COLUMBIA JOURNALISM REVIEW: Are Female Journalists Softballing Jill Abramson Because She’s A Woman?

Here’s the thing. I don’t begrudge Abramson the right to pick the journalists she believes will give her the warmest embrace, or will accept her terms for an interview. Why shouldn’t she do that? In this case, she’s not in the role of “journalist,” she’s the newsmaker trying to spin her version of events. And on that score Abramson has a deft touch. She is not only brilliant at overseeing the news, she is also brilliant at managing the news, particularly when it’s about her. In the weeks since her firing, the public relations skirmish looks something like: Abramson 7, The New York Times 0.

But it is an absurd display of credulity and clubbiness on the part of her interviewers to take dictation on whatever Abramson says, to accept her version of highly controversial events surrounding her firing at The Times and then call it a day.

There are plenty of questions still to be asked: What about Abramson’s compensation battles with her bosses and, if true, her extraordinary decision to hire a lawyer when she was the executive editor? What warnings was she given that she might be fired? What did she tell then-managing editor Dean Baquet about the prospect of another managing editor coming in? Is his version of events complete?
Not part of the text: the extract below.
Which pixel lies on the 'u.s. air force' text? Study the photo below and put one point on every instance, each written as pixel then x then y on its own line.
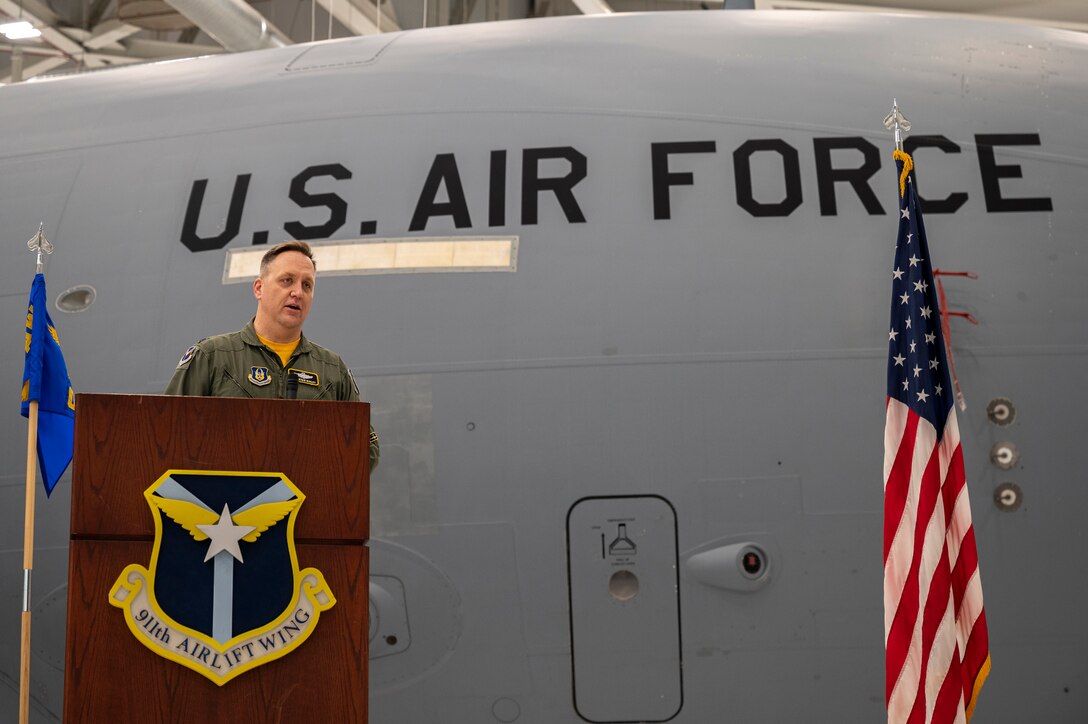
pixel 443 193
I happen to be one who thinks there indeed was a double standard operating in the executive suite at The Times, and that a man would not be dismissed for his management style when his performance as a journalist was unsurpassed. But I was hoping for some better understanding of this issue when Abramson finally started speaking.

I’m beginning to think the details may never come out. Abramson has mainly dodged male reporters. And the male reporters I know would just as soon stay clear of the whole matter anyway. Most men don’t go rushing to cover tempestuous stories of sex discrimination.

That means it’s probably up to female journalists to seek complete answers to an event that’s still of no small importance in some quarters, particularly the quarters containing the young female journalists Abramson says she cares about most.

If female journalists want to be treated equitably, they should abide by their own principles of fairness. That means not giving your own a slide because you think they deserve it. Behaving otherwise is convenient, but it’s not journalism.

If it weren’t for clubby double standards, today’s journalism wouldn’t have any standards at all.